Russian police work to find out how stolen Aivazovsky painting re-emerged in Britain

The Russian Interior Ministry continues an inquiry into how Ivan Aivazovsky's painting 'Evening in Cairo' found itself in Britain, trying to track down those behind its theft from a private collection in Moscow 18 years ago, Interior Ministry spokeswoman Yelena Alexeyeva told Interfax.

The Russian Interior Ministry continues an inquiry into how Ivan Aivazovsky's painting 'Evening in Cairo' found itself in Britain, trying to track down those behind its theft from a private collection in Moscow 18 years ago, Interior Ministry spokeswoman Yelena Alexeyeva told Interfax.

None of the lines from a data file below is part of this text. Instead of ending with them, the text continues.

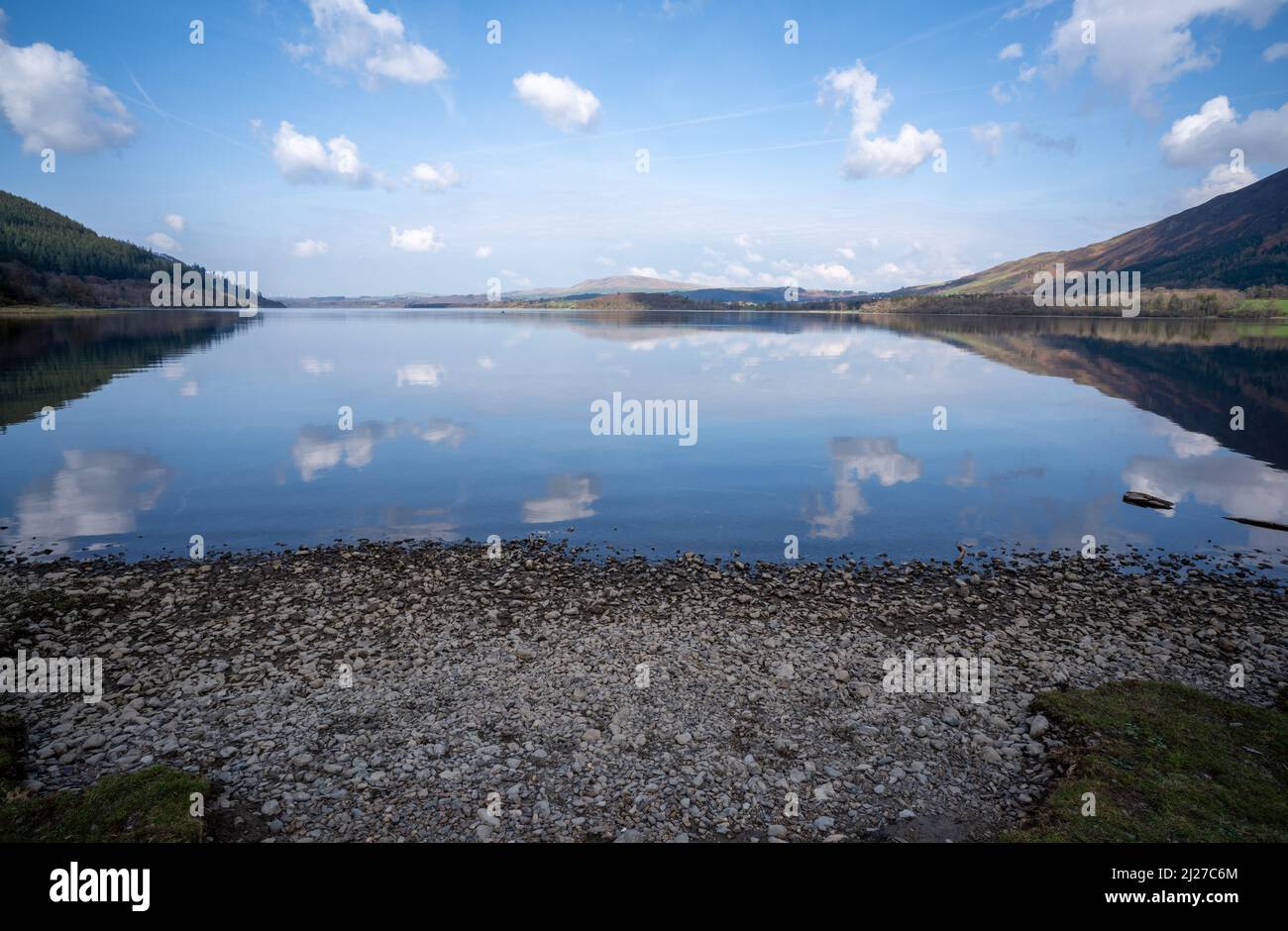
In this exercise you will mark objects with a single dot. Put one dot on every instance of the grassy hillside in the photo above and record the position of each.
(1233, 241)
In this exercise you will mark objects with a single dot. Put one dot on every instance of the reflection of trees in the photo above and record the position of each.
(52, 361)
(1192, 372)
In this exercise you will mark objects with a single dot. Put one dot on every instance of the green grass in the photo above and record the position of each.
(147, 806)
(1166, 763)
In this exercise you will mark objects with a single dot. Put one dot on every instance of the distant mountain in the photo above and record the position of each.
(617, 283)
(47, 258)
(591, 290)
(1236, 240)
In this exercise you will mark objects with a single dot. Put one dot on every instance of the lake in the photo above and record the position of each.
(857, 436)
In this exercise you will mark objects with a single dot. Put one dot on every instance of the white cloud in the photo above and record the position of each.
(868, 155)
(1141, 47)
(434, 178)
(52, 102)
(373, 44)
(561, 102)
(309, 248)
(1210, 134)
(304, 158)
(1220, 180)
(415, 240)
(162, 243)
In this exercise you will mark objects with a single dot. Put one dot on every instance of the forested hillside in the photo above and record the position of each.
(48, 241)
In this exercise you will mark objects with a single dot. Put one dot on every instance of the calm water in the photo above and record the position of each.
(468, 424)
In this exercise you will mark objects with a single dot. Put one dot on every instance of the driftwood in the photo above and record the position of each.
(1142, 500)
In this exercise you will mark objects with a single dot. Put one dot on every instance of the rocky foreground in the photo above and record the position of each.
(385, 691)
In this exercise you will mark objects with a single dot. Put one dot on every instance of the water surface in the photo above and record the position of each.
(468, 424)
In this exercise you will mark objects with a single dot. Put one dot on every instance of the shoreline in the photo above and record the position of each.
(519, 676)
(52, 310)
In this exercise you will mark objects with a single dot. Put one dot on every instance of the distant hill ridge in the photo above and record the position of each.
(1236, 240)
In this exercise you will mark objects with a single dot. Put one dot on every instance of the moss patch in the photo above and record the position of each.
(147, 806)
(1166, 763)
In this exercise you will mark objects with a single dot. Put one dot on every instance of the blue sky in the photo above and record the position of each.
(351, 147)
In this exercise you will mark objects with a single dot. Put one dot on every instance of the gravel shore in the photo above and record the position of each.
(425, 691)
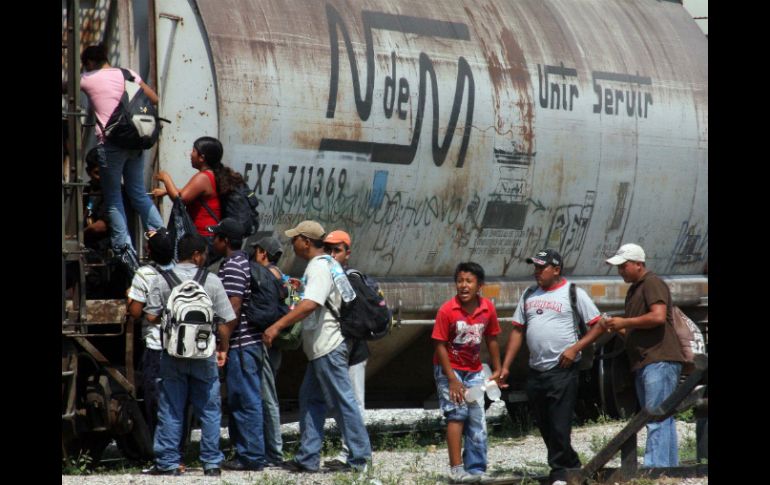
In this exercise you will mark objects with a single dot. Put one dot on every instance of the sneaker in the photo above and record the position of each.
(463, 477)
(296, 467)
(238, 466)
(336, 464)
(154, 470)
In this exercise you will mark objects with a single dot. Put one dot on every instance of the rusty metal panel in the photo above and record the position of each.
(456, 130)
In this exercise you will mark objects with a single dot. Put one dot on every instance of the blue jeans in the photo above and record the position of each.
(654, 383)
(198, 379)
(471, 414)
(244, 402)
(326, 386)
(270, 409)
(116, 163)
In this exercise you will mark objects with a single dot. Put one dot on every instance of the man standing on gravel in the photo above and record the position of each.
(326, 383)
(652, 346)
(545, 312)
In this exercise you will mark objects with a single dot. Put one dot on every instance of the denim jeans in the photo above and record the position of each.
(197, 379)
(116, 163)
(271, 360)
(552, 396)
(326, 386)
(244, 402)
(471, 414)
(654, 383)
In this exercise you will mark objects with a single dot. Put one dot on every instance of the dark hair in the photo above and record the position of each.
(470, 267)
(96, 53)
(212, 151)
(92, 159)
(189, 243)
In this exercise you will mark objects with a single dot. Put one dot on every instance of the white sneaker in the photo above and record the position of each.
(463, 477)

"The Interior Ministry, in cooperation with international police agencies, continues a comprehensive inquiry to identify the channels through which 'Evening in Cairo' was sold and moved abroad, and to track down the suspects," she said.

Taking the actual situation into account, in order to resolve issues related to the repayment of the damages to the former owner, and by agreement between all the parties concerned, a decision was made to block the auction of this painting in Britain pending legal procedures.

The Russian Interior Ministry earlier urged colleagues in Britain to block the auction of Aivazovsky's 'Evening in Cairo'. The request was rejected by Sotheby's, however.

But on June 2 the painting was finally removed from the auction, Matthew Weigman, worldwide director of sales communications at Sotheby's, told Interfax on the same day. He said that Sotheby's itself had not found it necessary to block the auction, as the painting was not on the catalogue of stolen artifacts.